MBC – A forma como se relacionava com os seus captores desde o primeiro dia dizia muito a respeito dessa personalidade?
RS – Durante o seu cativeiro em Tsarskoye Selo, Nicolau II encontrou vários livros que lia fervorosamente sobre assuntos que até então ignorava. Falava amiúde com os seus carcereiros sobre temas de interesse geral, sobre a Rússia, o Mundo, mas principalmente sobre as dificuldades com que a classe mais baixa da sua sociedade tinha que se confrontar diariamente. Foi deste modo que se apercebeu de que vivera numa bolha até aquele momento.  

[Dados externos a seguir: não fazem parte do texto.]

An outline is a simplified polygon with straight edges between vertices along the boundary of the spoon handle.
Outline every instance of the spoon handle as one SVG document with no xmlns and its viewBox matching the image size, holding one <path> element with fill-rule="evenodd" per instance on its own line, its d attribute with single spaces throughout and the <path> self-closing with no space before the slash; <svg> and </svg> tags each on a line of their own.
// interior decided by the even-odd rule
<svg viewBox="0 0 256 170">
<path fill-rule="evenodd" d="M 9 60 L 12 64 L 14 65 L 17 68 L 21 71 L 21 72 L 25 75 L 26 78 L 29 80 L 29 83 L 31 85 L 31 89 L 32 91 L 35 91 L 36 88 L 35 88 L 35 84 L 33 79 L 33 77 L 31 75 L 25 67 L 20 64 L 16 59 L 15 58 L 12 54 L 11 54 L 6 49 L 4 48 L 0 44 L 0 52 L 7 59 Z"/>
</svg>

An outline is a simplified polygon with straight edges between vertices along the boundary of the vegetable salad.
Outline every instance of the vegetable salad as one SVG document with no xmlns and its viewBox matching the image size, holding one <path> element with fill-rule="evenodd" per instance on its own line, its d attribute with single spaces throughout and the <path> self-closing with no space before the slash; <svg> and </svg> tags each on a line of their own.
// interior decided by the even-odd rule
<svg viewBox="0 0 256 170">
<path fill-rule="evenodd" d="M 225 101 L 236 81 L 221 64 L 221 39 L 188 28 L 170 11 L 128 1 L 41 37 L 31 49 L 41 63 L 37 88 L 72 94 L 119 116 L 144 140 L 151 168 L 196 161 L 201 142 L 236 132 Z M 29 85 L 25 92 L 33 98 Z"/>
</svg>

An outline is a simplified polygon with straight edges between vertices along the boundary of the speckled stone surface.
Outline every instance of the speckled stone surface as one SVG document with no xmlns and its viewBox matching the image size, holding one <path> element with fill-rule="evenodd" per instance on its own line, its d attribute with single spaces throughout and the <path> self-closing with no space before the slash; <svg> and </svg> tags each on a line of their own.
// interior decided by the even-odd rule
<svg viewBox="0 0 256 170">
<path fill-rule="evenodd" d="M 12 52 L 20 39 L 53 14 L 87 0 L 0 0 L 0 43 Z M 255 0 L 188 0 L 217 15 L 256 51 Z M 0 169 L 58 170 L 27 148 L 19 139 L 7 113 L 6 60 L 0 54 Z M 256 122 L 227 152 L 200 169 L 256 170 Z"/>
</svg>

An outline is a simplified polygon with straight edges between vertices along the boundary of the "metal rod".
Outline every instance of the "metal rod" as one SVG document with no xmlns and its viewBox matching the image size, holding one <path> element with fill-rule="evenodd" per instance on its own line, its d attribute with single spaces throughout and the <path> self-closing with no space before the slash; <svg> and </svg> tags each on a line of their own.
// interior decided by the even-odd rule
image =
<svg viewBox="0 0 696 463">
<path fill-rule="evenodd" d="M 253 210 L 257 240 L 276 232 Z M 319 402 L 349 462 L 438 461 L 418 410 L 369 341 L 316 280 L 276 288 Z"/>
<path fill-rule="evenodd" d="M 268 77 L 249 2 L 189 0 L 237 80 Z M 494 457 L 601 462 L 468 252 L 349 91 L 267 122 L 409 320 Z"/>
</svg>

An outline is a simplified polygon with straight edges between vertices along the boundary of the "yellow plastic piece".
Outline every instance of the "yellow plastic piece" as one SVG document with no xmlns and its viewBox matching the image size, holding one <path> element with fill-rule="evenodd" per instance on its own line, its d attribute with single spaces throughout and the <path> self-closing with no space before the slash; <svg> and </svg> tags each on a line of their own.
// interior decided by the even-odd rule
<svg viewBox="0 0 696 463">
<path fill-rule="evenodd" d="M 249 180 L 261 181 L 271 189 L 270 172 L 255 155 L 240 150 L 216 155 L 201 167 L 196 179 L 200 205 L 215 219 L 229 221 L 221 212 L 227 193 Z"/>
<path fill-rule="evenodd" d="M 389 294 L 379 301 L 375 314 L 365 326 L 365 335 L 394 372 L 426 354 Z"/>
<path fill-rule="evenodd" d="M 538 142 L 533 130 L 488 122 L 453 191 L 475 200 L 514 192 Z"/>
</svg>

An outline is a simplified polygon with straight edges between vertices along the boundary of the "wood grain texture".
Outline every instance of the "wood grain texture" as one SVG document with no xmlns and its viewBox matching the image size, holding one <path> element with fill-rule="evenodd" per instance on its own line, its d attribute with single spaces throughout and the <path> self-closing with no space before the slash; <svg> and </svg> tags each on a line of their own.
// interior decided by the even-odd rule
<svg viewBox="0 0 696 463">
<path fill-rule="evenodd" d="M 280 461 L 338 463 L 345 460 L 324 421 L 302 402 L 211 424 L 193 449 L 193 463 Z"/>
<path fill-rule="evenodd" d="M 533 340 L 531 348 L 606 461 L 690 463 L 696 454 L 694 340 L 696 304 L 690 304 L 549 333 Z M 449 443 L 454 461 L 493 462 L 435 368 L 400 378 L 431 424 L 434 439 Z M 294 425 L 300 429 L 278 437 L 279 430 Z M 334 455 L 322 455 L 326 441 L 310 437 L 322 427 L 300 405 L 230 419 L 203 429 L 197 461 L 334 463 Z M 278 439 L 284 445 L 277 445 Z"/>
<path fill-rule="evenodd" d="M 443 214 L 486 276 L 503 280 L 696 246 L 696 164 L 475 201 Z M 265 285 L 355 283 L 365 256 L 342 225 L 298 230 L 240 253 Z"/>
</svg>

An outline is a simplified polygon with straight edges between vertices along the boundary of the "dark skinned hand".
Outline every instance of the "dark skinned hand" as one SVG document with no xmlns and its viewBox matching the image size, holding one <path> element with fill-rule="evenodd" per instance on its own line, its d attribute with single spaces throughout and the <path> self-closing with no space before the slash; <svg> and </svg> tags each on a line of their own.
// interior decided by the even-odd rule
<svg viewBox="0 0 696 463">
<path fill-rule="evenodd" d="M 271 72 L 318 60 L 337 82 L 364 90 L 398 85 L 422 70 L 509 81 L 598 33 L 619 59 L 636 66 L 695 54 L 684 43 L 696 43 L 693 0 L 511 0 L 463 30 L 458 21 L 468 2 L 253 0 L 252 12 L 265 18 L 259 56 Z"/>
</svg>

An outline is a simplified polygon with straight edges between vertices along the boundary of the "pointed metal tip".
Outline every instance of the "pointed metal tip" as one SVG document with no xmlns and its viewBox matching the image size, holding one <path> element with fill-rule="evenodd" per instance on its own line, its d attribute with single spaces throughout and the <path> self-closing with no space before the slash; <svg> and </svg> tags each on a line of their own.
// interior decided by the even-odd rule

MBC –Qual era o seu maior receio?
RS – Que os comunistas os levassem para Moscovo e que o obrigassem a assinar um qualquer tipo de acordo.

MBC - Sempre me deixou curiosa o facto do czar ter tantas ligações familiares na Europa e ninguém ter vindo em seu auxílio. Principalmente o seu primo o Rei Jorge V de Inglaterra?
RS – Aqueles que defendiam o czar internamente estavam fracturados e levaram algum tempo até se conseguirem reagrupar. O governo britânico chegou a oferecer asilo a Nicolau e à sua família, mas o rei Jorge V, seu primo, revogaria a mesma por querer ficar de bem com a esquerda. Nesta altura falava-se de uma conspiração entre Inglaterra, França e Moscovo para destituírem Lenine. 

MBC - Já tendo abdicado, porquê matá-los? Não os poderiam ter mantido sobre apertada vigilância ou quem sabe até exílio forçado?
RS - Existiam vários indivíduos, e estamos a falar de bolcheviques, dispostos a matar Nicolau, com ou sem aprovação da liderança, e aqui falo de Lenine, até à presente data não foi encontrado nenhum documento que o envolvesse directamente neste bárbaro assassinato. Manter o czar e a família vivos tornara-se um risco pois as forças que o apoiavam já vinham em seu auxílio para os libertar. Estavam mesmo muito perto da casa dai o precipitar dos acontecimentos.

MBC – Pensa que se o czar e a sua família tivessem sobrevivido a Rússia seria a que temos hoje ou ainda teríamos uma Rússia com czares?
RS – Infelizmente nunca saberemos porque a história assim não o quis.


O meu agradecimento a Robert Service, fico ansiosamente a aguardar o seu próximo livro e quem sabe uma nova conversa. E à editora Desassossego do Grupo Saída de Emergência por me terem proporcionado este momento único.